Based on the model complexity, methods for model interpretability can be classified into intrinsic analysis and post hoc analysis.
-
Intrinsic analysis can be applied to interpret models that have low complexity (simple relationships between the input variables and the predictions). These models are based on:
-
Algorithms, such as linear regression, where the prediction is the weighted sum of the inputs
-
Decision trees, where the prediction is based on a set of if-then rules
The simple relationship between the inputs and output results in high model interpretability, but often leads to lower model performance, because the algorithms are unable to capture complex non-linear interactions.
-
-
Post hoc analysis can be applied to interpret simpler models, as described earlier, as well as more complex models, such as neural networks, which have the ability to capture non-linear interactions. These methods are often model-agnostic and provide mechanisms to interpret a trained model based on the inputs and output predictions. Post hoc analysis can be performed at a local level, or at a global level.
-
Local methods enable you to zoom in on a single data point and observe the behavior of the model in that neighborhood. They are an essential component for debugging and auditing ML model predictions. Examples of local methods include:
-
Local Interpretable Model-Agnostic Explanations (LIME), which provides a sparse, linear approximation of the model behavior around a data point
-
SHapley Additive exPlanations (SHAP), a game theoretic approach based on Shapley values which computes the marginal contribution of each input variable towards the output
-
Counterfactual explanations, which describe the smallest change in the input variables that causes a change in the model’s prediction
-
Integrated gradients, which provide mechanisms to attribute the model’s prediction to specific input variables
-
Saliency maps, which are a pixel attribution method to highlight relevant pixels in an image
-
-
Global methods enable you to zoom out and provide a holistic view that explains the overall behavior of the model. These methods are helpful for verifying that the model is robust and has the least possible bias to allow for fair decision making. Examples of global methods include:
-
Aggregating local explanations, as defined previously, across multiple data points
-
Permutation feature importance, which measures the importance of an input variable by computing the change in the model’s prediction due to permutations of the input variable
-
Partial dependence plots, which plot the relationship and the marginal effect of an input variable on the model’s prediction
-
Surrogate methods, which are simpler interpretable models that are trained to approximate the behavior of the original complex model
-
It is recommended to start the ML journey with a simple model that is both inherently interpretable and provides sufficient model performance. In later iterations, if you need to improve the model performance, AWS recommends increasing the model complexity and leveraging post hoc analysis methods to interpret the results.
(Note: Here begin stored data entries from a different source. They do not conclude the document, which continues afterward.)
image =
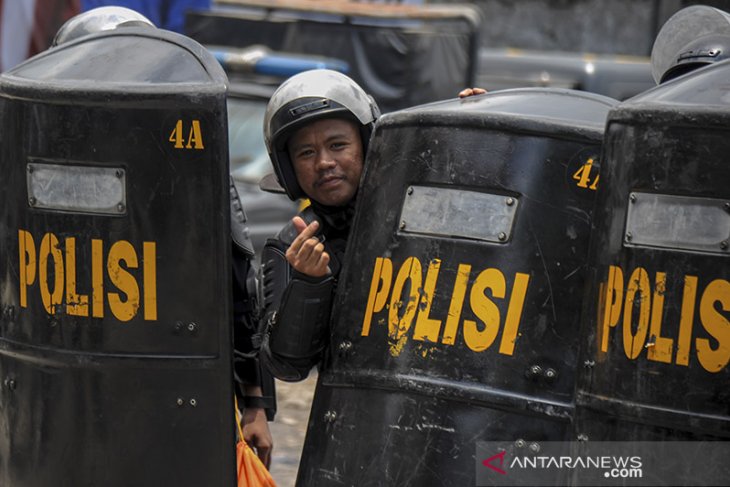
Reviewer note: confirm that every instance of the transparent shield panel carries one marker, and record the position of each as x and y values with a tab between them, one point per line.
678	222
81	189
450	212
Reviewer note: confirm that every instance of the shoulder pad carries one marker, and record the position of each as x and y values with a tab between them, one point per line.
239	230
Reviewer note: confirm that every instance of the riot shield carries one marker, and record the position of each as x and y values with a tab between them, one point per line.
456	316
656	335
115	335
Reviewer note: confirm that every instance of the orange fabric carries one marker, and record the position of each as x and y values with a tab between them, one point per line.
251	471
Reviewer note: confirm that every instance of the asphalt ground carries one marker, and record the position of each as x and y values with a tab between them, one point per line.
294	401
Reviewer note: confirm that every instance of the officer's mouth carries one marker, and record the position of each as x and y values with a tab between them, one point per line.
329	182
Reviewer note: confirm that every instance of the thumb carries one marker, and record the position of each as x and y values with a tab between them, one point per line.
299	224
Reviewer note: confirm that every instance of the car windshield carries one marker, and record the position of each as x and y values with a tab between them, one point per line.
249	158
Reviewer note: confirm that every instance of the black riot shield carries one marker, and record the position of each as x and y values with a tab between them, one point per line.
456	317
656	335
115	272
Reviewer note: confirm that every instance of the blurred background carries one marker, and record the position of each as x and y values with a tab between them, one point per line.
403	53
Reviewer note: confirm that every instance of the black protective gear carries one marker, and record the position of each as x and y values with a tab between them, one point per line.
296	307
691	38
247	367
98	20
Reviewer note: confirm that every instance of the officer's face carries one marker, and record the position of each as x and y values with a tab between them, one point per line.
327	157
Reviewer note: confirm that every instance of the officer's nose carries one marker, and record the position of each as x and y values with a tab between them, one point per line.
325	160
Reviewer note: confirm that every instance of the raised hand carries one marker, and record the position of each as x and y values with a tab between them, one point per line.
306	253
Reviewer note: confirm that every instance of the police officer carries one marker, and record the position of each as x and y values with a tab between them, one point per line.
317	127
694	37
254	386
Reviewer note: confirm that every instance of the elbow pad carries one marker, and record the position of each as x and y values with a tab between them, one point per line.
298	329
296	316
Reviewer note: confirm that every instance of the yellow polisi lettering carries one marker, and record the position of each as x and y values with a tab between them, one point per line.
76	304
97	278
613	302
644	330
65	286
638	284
26	247
150	280
485	309
714	359
660	349
457	302
399	326
514	314
428	329
123	309
379	289
49	249
415	299
689	298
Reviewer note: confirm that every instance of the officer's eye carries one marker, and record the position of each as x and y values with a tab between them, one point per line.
304	153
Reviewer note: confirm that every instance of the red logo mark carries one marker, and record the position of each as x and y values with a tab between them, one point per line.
499	455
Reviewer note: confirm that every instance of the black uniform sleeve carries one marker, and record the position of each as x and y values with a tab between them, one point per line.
295	315
247	367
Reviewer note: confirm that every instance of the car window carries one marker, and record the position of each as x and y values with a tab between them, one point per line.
248	155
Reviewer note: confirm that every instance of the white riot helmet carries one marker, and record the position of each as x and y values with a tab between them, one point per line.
98	20
693	37
304	98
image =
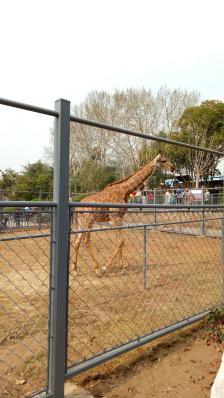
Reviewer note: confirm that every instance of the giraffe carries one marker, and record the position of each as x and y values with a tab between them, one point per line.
117	192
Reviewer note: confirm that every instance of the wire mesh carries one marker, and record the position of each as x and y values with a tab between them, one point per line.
171	270
24	290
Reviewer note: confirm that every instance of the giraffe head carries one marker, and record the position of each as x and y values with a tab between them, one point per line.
162	163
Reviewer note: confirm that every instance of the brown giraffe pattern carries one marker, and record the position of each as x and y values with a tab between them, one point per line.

Selecting both a local method and a global method gives you the ability to interpret the behavior of the model for a single data point, as well as across all data points in the dataset. It is also essential to validate the stability of model explanations, because methods in post-hoc analysis are susceptible to adversarial attacks, where small perturbations in the input could result in large changes in the output prediction and therefore in the model explanations as well.
Amazon SageMaker Clarify provides tools to detect bias in ML models and understand model predictions. SageMaker Clarify uses a model-agnostic feature attribution approach and provides a scalable and efficient implementation of SHAP.